Restrictive and Malabsorptive Procedures a Last Option

© Chris Christian

Jun 18, 2007
Find a good doctor, Simon Valentine
Today people are opting for surgical procedures to help loss weight and fight diseases such as diabetes, cardiovascular disease, hypertension and orthopedic problems.

There are people who believe they have exhausted ever options short of surgery for weight loss and failed. Surgery is in fact the last resort when all else does fails. But be warned it can be risky and is generally reserved for those who are morbidly obese or facing serious health consequences such as diabetes, cardiovascular disease, hypertension, orthopedic problems, gallbladder disease, and/or sleep apnea. I say "generally reserved for" because more and more overweight Americans are opting for surgery.

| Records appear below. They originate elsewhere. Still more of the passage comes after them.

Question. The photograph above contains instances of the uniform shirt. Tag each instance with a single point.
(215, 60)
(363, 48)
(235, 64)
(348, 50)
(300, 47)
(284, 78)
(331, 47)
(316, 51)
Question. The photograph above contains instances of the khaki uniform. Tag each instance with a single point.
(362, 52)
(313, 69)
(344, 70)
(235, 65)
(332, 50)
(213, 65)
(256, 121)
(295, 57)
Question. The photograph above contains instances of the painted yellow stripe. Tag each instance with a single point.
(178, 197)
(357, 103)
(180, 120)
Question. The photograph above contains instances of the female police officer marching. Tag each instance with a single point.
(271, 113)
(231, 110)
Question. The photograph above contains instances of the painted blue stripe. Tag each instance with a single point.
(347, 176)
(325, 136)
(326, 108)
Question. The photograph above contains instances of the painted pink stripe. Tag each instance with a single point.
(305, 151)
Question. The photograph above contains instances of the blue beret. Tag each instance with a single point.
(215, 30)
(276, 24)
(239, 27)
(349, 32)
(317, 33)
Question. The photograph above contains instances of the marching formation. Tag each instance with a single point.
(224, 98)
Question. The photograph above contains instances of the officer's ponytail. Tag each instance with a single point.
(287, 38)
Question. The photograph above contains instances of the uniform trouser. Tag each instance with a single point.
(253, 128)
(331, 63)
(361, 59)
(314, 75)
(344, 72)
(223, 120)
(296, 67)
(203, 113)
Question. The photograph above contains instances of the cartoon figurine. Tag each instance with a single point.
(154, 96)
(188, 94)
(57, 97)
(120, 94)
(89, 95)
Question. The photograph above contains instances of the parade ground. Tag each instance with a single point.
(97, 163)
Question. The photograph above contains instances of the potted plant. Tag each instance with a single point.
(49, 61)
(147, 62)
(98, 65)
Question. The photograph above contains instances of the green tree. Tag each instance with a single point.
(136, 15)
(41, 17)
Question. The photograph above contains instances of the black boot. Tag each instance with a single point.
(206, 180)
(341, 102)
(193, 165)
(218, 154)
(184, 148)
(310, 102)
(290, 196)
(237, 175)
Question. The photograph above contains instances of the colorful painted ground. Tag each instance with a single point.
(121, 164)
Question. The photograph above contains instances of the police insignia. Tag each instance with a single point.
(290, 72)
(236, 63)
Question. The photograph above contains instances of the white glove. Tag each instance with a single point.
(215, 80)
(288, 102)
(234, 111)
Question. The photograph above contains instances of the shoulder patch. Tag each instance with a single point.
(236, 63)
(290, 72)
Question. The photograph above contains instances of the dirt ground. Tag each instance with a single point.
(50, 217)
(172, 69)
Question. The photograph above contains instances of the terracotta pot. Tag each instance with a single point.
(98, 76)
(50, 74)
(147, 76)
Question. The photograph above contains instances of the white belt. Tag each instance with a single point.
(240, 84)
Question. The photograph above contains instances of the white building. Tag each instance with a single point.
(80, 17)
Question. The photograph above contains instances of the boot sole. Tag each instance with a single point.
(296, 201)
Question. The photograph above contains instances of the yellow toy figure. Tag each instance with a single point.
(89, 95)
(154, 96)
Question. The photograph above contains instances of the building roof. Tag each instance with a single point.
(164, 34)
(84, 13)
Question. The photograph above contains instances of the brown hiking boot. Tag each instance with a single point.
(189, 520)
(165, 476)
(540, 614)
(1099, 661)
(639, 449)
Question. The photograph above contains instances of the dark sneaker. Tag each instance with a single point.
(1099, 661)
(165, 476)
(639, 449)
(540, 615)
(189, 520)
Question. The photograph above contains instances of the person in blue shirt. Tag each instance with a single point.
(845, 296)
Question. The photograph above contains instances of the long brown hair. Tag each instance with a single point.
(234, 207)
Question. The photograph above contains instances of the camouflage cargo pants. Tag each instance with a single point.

As more and more Americans are choosing weight loss surgery to combat the battle against the bulge, I think it is important to know as much about the procedure as possible before you go under the knife. Although surgery for weight loss has been around for years it has only been the last few years that doctors have decided to track the long-term results systematically.

Procedures

There are generally two types of procedures used for weight loss surgery: 1) restrictive procedures, which include gastric banding, gastric bypass, and vertical banded gastroplasty and 2) malabsorptive procedures, such as the biliopancreatic diversion and the Roux-en-Y gastric bypass (RGB). The first, restrictive procedures, limit the amount of food the stomach can hold or a part of the stomach is removed (ouch)! The second group of procedures limit the amount of calories the body can absorb by bypassing part of the intestines.

After surgery

Once an individual has a weight loss procedure, if the desired results are to be realized and maintained their lifestyle must change. These changes will include a restrictive diet, eating smaller meals frequently, thoroughly chewing food, possibly taking supplements (especially if you had a malabsorptive procedure) and of course you’ll still need to exercise to keep the weight off. So the procedure is not a cure all guarantee, you still have to make a serious commitment.

Benefits

Generally patients will lose weight for 18 to 24 months after surgery and maintain most of their weight loss. Although it is common to regain some weight most maintain an average of 90 pounds lost. Weight related diseases improve drastically after weight loss begins. Patients have more self-confidence, self-esteem and are less depressed.

Concerns

The standards for weight loss surgery by a doctor are currently not well established, any doctor with a medical license and access to an operating room can perform this surgery. It is therefore essential that you seek out a doctor with experience and a track record for performing this type of surgery successfully.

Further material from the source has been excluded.